Making up designs for clay tile moulds
Half term week brought the chance for the group to work with ceramicist Gordon Broadhurst and glass artist Jane Littlefield. On Wednesday Gordon showed the group how to begin making clay tiles using processes similar to those of medieval times. The young people designed their own tiles inspired by examples they saw at the Helmsley Store and Rievaulx Abbey. The designs they came up with ranged from intricate floral patterns to bold geometric shapes – when made up in contrasting red and white clay they should look fantastic! Later that day, the group started designing and sculpting functional vessels from clay, learning how to ‘coil’ and ‘pinch’. Gordon will return later this month to continue work on the tiles and vessels with the group – so keep your eyes peeled to see the work in progress!
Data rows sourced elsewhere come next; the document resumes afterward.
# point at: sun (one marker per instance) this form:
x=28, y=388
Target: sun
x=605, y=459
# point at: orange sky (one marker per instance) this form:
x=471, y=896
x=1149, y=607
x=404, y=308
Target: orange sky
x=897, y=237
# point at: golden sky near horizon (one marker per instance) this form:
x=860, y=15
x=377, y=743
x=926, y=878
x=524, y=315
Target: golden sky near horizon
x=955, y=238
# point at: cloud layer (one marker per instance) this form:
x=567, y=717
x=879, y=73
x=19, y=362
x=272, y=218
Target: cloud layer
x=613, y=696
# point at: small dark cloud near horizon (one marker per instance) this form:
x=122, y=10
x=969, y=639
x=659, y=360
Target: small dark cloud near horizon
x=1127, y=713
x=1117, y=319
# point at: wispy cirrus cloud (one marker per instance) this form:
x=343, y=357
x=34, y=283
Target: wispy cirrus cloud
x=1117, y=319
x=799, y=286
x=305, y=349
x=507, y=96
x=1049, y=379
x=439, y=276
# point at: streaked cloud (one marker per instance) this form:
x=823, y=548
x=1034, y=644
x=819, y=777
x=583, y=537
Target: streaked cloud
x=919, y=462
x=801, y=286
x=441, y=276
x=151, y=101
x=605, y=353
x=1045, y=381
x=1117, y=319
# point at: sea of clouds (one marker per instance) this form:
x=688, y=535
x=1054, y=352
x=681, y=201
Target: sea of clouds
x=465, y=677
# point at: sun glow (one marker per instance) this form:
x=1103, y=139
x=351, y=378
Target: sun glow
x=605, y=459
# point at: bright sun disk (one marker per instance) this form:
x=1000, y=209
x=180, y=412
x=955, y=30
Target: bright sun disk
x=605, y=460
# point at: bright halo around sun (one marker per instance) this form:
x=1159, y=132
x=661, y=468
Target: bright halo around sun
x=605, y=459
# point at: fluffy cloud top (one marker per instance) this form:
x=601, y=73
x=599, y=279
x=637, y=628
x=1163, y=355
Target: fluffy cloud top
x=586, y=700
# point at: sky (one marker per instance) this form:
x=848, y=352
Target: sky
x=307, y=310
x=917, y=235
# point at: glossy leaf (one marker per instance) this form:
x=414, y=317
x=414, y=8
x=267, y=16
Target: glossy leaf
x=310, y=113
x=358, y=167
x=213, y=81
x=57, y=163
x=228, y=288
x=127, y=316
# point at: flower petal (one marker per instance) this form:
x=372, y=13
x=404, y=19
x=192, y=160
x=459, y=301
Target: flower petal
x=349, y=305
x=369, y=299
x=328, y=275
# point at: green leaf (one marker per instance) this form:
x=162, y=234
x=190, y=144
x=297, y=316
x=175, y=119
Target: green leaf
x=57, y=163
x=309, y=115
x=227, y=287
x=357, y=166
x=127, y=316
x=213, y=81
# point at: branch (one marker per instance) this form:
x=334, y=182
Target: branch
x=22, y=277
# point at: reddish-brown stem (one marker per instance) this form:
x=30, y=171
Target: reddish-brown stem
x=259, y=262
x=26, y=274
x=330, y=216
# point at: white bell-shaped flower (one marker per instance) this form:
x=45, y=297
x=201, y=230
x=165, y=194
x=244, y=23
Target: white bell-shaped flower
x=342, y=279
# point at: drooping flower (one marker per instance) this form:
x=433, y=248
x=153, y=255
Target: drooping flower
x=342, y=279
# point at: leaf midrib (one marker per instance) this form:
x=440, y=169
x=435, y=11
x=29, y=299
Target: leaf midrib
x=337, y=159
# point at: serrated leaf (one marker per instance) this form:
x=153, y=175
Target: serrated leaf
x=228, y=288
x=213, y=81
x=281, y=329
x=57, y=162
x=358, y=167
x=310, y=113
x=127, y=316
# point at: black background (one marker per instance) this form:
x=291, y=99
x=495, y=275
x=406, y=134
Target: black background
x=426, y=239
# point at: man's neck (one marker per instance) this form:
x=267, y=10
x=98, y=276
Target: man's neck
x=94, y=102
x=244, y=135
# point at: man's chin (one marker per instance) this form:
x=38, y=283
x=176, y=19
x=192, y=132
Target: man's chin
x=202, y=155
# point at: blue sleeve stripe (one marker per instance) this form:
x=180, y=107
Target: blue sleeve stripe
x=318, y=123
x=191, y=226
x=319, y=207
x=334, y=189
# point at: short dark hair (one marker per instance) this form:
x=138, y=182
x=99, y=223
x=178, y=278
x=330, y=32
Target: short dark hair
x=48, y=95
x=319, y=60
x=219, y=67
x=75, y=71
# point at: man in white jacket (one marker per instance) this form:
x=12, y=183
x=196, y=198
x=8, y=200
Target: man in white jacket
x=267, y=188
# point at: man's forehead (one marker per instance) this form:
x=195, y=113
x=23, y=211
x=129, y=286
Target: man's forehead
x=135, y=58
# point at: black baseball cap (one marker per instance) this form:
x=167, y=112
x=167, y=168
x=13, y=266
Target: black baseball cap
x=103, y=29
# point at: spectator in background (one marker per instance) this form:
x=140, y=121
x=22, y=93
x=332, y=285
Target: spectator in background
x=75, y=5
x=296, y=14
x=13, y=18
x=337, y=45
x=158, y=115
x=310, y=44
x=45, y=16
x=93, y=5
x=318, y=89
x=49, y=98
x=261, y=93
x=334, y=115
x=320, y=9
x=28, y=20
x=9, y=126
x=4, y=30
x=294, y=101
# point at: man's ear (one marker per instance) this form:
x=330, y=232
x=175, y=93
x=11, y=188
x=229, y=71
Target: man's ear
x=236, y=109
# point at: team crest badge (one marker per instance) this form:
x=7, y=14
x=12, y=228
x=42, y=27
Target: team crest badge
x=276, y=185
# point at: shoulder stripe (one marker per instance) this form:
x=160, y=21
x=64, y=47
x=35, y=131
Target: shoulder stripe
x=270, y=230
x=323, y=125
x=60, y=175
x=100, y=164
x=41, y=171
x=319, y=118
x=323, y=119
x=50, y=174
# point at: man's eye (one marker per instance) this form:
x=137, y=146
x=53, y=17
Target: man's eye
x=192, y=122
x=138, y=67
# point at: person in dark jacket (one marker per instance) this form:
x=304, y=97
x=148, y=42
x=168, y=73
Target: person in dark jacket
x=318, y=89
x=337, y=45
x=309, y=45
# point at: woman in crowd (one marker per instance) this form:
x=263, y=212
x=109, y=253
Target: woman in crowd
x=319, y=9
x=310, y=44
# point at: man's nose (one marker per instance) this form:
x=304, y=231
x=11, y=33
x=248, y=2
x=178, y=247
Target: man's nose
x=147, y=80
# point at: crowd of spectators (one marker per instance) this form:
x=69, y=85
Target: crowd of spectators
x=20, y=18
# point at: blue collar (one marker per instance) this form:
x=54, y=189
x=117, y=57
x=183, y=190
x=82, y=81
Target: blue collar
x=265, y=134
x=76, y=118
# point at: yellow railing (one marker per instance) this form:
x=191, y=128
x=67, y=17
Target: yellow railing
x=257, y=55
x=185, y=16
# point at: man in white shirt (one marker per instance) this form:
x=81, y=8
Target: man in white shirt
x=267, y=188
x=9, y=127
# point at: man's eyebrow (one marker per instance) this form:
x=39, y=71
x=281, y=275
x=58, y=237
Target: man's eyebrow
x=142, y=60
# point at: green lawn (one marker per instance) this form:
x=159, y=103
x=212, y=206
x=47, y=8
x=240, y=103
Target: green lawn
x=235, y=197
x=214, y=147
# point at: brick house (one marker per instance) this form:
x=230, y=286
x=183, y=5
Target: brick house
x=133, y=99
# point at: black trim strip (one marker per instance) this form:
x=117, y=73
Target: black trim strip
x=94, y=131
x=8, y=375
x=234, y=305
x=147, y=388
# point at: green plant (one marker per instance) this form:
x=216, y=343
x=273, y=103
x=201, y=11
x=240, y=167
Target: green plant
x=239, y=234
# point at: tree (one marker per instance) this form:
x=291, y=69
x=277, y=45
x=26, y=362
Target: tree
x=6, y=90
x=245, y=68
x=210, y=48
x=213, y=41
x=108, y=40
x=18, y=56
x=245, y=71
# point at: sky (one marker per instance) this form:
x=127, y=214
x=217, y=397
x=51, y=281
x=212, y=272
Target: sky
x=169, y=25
Glass ready to be fired in the kiln
On Thursday and Friday Jane introduced the group to the processes that go into making stained glass. Beginning with some design work, Jane asked them to think about symbols and motifs which are used in medieval stained glass windows – e.g. a lion for courage, an owl for wisdom – and come up with their own ideas which represented them or told a story about them! Each were to create a stained glass panel of their own. Next, the group made up special paint for glass and began painting their designs onto glass. Once they had got the hang of using the paint coloured glass was introduced, which had to be carefully selected and cut to size to fit their designs. The further we got into the process, the more adventurous each young person became, and the painted glass panels looked brilliant – the group tried out such a spectrum of techniques and ideas! The glass pieces were fired over night, leaving our final day for joining the glass pieces together into a panel with lead, soldering and polishing. After just a few days work, the resulting pieces look really professional. We are hoping to include these, and other glass and ceramic work made in further sessions in an exhibition later this year!